I have a 6TB Lacie drive set up as RAID 0 (Thunderbolt) for my fast drive. That actually may be enough, now that I think of it. If so, an unRAID setup intrigues me. You could have 23 data drives, one cache drive, one parity drive. The attraction is you can add drives as you go, you're not locked in to having to set up the array at the beginning. If one drive fails, the parity takes care of that, if another drive drops while rebuilding, rebuild fails (obviously). You only lose the data on those two discs as there is no striping. The unRAID server would serve as an archive, the Lacie (or equivalent(s)) could serve as a point to pull from the archive, then start processing. The biggest downside is it's not plug in and play, I'd have to build the server. The other downside is the slower transfer speed as compared to RAIDs that stripe, but if it's just an archive that's not a big deal. I could set up a transfer for the footage I need of the current project before I go to bed. Once its on the RAID 0 drive(s), speed isn't an issue.

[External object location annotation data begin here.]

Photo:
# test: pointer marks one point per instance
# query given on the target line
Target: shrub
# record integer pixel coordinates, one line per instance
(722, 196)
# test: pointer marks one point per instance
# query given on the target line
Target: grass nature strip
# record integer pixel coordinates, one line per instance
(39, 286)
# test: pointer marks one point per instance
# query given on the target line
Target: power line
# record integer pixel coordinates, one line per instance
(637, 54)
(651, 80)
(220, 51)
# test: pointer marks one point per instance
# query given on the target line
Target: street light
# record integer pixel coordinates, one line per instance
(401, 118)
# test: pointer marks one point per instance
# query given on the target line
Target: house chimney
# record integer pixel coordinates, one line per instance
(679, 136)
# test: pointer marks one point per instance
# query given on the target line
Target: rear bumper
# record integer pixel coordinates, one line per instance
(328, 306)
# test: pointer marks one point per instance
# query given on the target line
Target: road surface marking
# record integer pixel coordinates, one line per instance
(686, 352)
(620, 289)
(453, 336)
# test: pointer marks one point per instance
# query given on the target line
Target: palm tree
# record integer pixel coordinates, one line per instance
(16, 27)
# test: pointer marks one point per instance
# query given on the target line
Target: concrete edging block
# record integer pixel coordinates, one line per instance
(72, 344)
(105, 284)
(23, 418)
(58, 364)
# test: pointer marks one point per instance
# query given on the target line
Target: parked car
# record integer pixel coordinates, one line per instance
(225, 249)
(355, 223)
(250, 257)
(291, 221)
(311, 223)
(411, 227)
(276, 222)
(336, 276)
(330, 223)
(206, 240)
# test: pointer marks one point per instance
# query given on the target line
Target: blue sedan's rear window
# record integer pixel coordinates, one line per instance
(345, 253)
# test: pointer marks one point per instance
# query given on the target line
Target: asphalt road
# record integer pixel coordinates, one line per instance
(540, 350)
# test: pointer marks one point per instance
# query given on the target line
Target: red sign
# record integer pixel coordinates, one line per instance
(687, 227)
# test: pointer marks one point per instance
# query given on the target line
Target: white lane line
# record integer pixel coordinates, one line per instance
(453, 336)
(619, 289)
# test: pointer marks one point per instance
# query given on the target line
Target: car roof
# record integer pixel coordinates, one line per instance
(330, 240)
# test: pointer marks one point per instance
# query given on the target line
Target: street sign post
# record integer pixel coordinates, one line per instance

I do want to stick with Mac as the whole purpose of the network is to streamline the business's office work. The software I use will have to be Mac based, perhaps Quick Books. iPhone and iPad apps would be a relatively high priority.

If the server side becomes a burden on the iMac, I could get a Mac Mini to take over the server side of things, but that's down the road and an easy expansion.
 
The specs on the iMac sound pretty sweet.

So in regards the the RAID stuff not being expandable while maintain data, do you just mean that you can't access data while it's restriping? If you don't want to restripe you can always create a new array when you expand, the same as adding a drobo to expand.

In terms of the failure point with the controller, that's definitely valid. The higher end controllers have excellent quality and absolutely worst case you could always buy another. Like I said, I don't have any experience with the drobo units, but I'd imagine the controllers are internal, and if it failed you'd be mailing the unit back to them to repair. Mega downtime. I'd worry that the units are going to be a fad and in a few years won't be as supported. When you go with a controller and standard disk setup you end up with some more flexibility long term. You could also look into RAID10 instead of RAID5, or even consider RAID1 for critical data and a RAID0 for fast scratch space (like editing videos before you commit the final cut to the RAID1).

I have 0 familiarity with the unRAID system, but if you're doing mostly reading rather than writing it seems ok. If you do try that let us know how it works out for you. I definitely wouldn't mind setting up a media server at home someday and that would be a good option.